Der Goldschmied, der seine Tochter Eva dem neuen Meistersinger zur Frau
geben will, um die alternde Zunft zu retten, mutiert jetzt an der
Bayerischen Staatsoper in München zum Medientycoon, der die Preislied-Show
zum Casting-Ereignis aufmöbelt. Evchen sucht den Superstar, denn auf den hat
sie schon selbst ein Auge geworfen. Lässig schlendert er mit Gitarrenkoffer
und Reisetasche herein und schert sich nicht um Regeln. Die verknöcherten
Kunstrichter können mit seinem neuen Gesang nichts anfangen.
Der
damit verbundenen Debatte gewinnt Regisseur David Bösch, seit seinem Sieg
beim Young Directors Project der Salzburger Festspiele vor zehn Jahren so
etwas wie der ewige Jungregisseur der Theater- und auch Opernwelt, viele
fein beobachtete Details in Personenführung und -charakterisierung ab. Er
serviert sie mit lockerer Hand und - das will bei diesem Stück auch etwas
heißen - erfrischend ideologiefrei, damit freilich auch etwas oberflächlich.
Böschs Regie mit den konsequent dazupassenden Bildideen seines
Ausstatters Patrick Bannwart schaut man gerne und mit einigem Vergnügen an.
Sie tut dem Stück nirgends Gewalt an, erzählt es sozusagen systemimmanent
klar. Man verfolgt den Ansatz umso lieber, weil die Musik einen feingliedrig
eloquenten Charme entfaltet, eine wundersame rhetorische Leichtigkeit, einen
frischen Drive, wie man ihn selten sonst erlebt.
Verantwortlich dafür
ist wieder einmal der Wundermann am Pult: Kirill Petrenko. Vom ersten
majestätischen C-Dur-Strahl der Ouvertüre weg bringt Petrenko in seine
ersten "Meistersinger" einen straffen, aber nirgends überspannten Zug ins
Geschehen. Nie drängt er, lässt alles sich aufs Schönste und Logische
entfalten, was vor allem heißt: Er gestaltet den Klang aus dem Wort. Dieses
ist in der so oft absurden, aber immer wieder auch melancholisch
verschatteten Komik des Stücks von essenzieller Bedeutung, und das Münchner
"Meistersinger"-Ensemble liefert jetzt ein Muster an Textdeutlichkeit, wie
man es sich besser nicht wünschen kann.
Freilich: Solche Distinktion
ist nur möglich, wenn die Musik diesen Gestus aufgreift. Petrenko gelingen
da im Großen wie im Räderwerk des Kleinen unglaubliche Dinge. Allein wie er
des Lehrbuben David elendslange Auflistung der Meistersinger-Weisen mit den
nötigen musikalischen Farbtupfern gleichzeitig klangverbildlicht und mit
feinsten Sticheleien ironisch aufspießt, ist ein Meisterstück eigener Art.

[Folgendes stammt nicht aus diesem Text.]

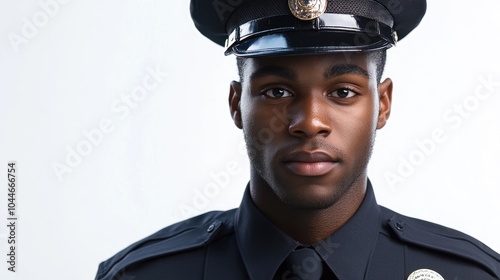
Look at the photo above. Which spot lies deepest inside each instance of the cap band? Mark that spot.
(335, 23)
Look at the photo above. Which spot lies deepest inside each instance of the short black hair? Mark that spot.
(381, 58)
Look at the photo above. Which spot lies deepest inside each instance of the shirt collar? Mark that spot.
(264, 247)
(348, 250)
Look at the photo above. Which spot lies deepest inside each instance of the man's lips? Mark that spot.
(305, 163)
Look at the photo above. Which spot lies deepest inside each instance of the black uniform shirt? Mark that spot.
(376, 243)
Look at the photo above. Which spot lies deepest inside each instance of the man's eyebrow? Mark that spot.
(341, 69)
(274, 71)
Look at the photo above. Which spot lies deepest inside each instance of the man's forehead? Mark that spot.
(360, 59)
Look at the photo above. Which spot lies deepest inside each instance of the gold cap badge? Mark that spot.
(307, 9)
(425, 274)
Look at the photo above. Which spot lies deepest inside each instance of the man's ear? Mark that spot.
(385, 101)
(234, 103)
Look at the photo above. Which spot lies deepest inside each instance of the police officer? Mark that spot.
(309, 101)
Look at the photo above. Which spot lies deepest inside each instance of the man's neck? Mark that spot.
(308, 226)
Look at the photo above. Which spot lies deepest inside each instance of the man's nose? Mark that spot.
(310, 117)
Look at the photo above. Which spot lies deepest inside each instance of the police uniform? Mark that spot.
(375, 243)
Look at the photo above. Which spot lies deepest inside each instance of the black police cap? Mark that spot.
(288, 27)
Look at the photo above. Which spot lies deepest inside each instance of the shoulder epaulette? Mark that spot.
(189, 234)
(437, 237)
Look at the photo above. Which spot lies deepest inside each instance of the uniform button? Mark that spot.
(211, 228)
(399, 226)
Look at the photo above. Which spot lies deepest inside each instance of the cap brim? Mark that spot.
(296, 43)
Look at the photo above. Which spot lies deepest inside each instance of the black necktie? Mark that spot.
(303, 264)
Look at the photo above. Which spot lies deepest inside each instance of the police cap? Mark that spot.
(290, 27)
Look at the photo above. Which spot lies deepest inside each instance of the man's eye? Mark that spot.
(343, 93)
(277, 93)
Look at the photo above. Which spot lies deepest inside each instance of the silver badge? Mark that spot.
(425, 274)
(307, 9)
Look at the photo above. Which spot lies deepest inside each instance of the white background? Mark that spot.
(145, 173)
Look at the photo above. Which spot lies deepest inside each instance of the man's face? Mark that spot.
(309, 123)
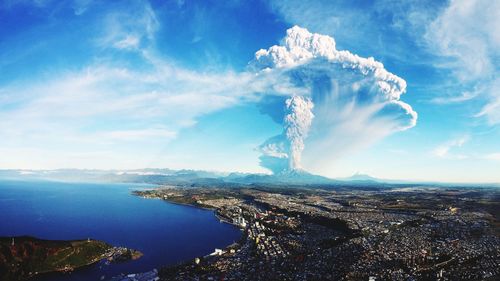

Man könnte ein Buch füllen mit den Details, die Petrenko in der Partitur
aufspürt und mit lockerer, beschwingter und hinreißend entspannter Haltung
vorträgt. Das Bayerische Staatsorchester setzt das mit einer Präzision,
Elastizität und einem spielerischen Gusto um, dass man aus dem Staunen und
dem Freuen gar nicht mehr herauskommt. So viel Meistersinger-Ohrenkitzel war
noch nie.
Auf dieser Basis scheint es den Sängern ein Leichtes, sich
mühelos zu entfalten. Jonas Kaufmann ist in Hochform, legt einen leicht
metallisch angespitzten Walther von Stolzing mit Nonchalance hin und hat
fürs Preislied noch alle liedhafte, anstrengungslose Wendigkeit. Wer sänge
ihm das heute nach? Vielleicht etwas eindimensional in den Farben, aber als
Typ, der dabei ist, mit der Welt abzuschließen, singt Wolfgang Koch einen
respektablen Sachs, Markus Eiche ist der fernab jeder billigen Karikatur zum
Schmerzensmann im Glitzerkostüm gewordene Beckmesser, Christof Fischesser
der imposante, mehr als nur balsamisch tönende Pogner, Benjamin Bruns ein
herausragender David und Sara Jakubiak eine selbstbewusste Eva. Nach knapp
sechs Stunden hat man das Gefühl: Diese "Meistersinger" sind noch so frisch,
dass das Spiel sofort von vorn beginnen könnte. Das Premierenpublikum am
Montag tobte: Jubel und die obligaten Buhs für die Regie.